In [None]:
import numpy as np
import cv2
import matplotlib.pyplot as plt
from glob import glob
from torch.utils.data import DataLoader
from torch.utils.data import Dataset as BaseDataset

from torch.utils.tensorboard import SummaryWriter

import torch
import random
import segmentation_models_pytorch as smp
from segmentation_models_pytorch import utils
import albumentations as albu

In [None]:
seed = 42
torch.manual_seed(seed)
torch.cuda.manual_seed(seed)
torch.cuda.manual_seed_all(seed)
np.random.seed(seed)
random.seed(seed)
torch.backends.cudnn.benchmark = False
torch.backends.cudnn.deterministic = True

# Инициализация TensorBoard
writer = SummaryWriter(log_dir="runs/segmentation_experiment")

In [None]:
DATSET_NAME = r"..." # Путь к папке с датасетом

X_TRAIN_DIR = f"{DATSET_NAME}/Train"
Y_TRAIN_DIR = f"{DATSET_NAME}/Trainannot"

X_VALID_DIR = f"{DATSET_NAME}/Validation"
Y_VALID_DIR = f"{DATSET_NAME}/Validationannot"

X_TEST_DIR = f"{DATSET_NAME}/Validation"
Y_TEST_DIR = f"{DATSET_NAME}/Validationannot"

LABEL_COLORS_FILE = f"{DATSET_NAME}/label_colors.txt"

In [None]:
# Определяем классы и их цвета
CLASSES = ["background", "drop"]
colors_imshow = {
    "background": np.array([0, 0, 0]),       # Черный цвет для фона
    "drop": np.array([0, 0, 255]),           # Синий цвет для капли
}


ENCODER ='resnet34'
ENCODER_WEIGHTS = 'imagenet'
ACTIVATION = 'softmax2d'
DEVICE = torch.device('cuda')

EPOCHS = 100
BATCH_SIZE = 6

INIT_LR = 0.0005

INFER_WIDTH = 512
INFER_HEIGHT = 512

loss = smp.utils.losses.DiceLoss()


In [None]:
def _convert_multichannel2singlechannel(mc_mask: np.ndarray):
    """
    Преобразует многоканальную маску в одноканальное изображение с цветами для каждого класса.
    Также вычисляет процентное соотношение каждого класса.
    """
    sc_mask = np.zeros((mc_mask[0].shape[0], mc_mask[0].shape[1], 3), dtype=np.uint8)
    square_ratios = {}

    for i, singlechannel_mask in enumerate(mc_mask):
        cls = CLASSES[i]
        singlechannel_mask = singlechannel_mask.squeeze()

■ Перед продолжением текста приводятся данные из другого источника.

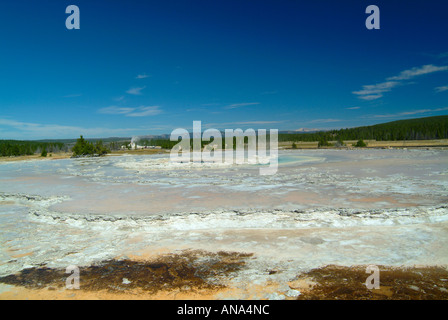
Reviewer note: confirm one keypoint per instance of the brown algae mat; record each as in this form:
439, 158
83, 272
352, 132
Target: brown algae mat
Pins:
349, 283
186, 271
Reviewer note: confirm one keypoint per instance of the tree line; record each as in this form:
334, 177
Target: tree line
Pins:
10, 148
413, 129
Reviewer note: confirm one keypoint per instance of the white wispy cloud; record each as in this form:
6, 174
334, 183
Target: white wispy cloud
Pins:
418, 71
409, 113
145, 111
136, 91
115, 110
324, 120
441, 89
376, 91
142, 111
238, 105
141, 76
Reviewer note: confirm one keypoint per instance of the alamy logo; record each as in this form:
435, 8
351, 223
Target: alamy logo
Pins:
373, 281
72, 281
73, 20
225, 152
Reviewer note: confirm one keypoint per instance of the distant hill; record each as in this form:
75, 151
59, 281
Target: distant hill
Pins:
411, 129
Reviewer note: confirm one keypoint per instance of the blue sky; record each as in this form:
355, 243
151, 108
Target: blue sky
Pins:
148, 67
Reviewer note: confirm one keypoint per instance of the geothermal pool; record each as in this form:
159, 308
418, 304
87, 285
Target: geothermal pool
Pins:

        # Вычисляем процентное соотношение каждого класса
        square_ratios[cls] = singlechannel_mask.sum() / singlechannel_mask.size

        # Добавляем цвет для каждого класса
        sc_mask += np.multiply.outer(singlechannel_mask > 0, colors_imshow[cls]).astype(np.uint8)

    # Формируем заголовок с процентным соотношением классов
    title = "Процентное соотношение классов:\n" + "\n".join([f"{cls}: {square_ratios[cls] * 100:.1f}%" for cls in CLASSES])
    return sc_mask, title


def visualize_multichennel_mask(img: np.ndarray, multichennel_mask: np.ndarray):
    """
    Визуализирует изображение и соответствующую маску.
    """
    # Создаем график с двумя подграфиками
    fig, axes = plt.subplots(1, 2, figsize=(12, 6))

    # Отображаем исходное изображение
    axes[0].imshow(img)
    axes[0].set_title("Исходное изображение")
    axes[0].axis("off")

    # Преобразуем многоканальную маску и отображаем ее
    multichennel_mask = multichennel_mask.transpose(2, 0, 1)
    mask_to_show, title = _convert_multichannel2singlechannel(multichennel_mask)
    axes[1].imshow(mask_to_show)
    axes[1].set_title("Маска")
    axes[1].axis("off")

    # Добавляем заголовок с процентным соотношением классов
    plt.suptitle(title, fontsize=12, y=0.95)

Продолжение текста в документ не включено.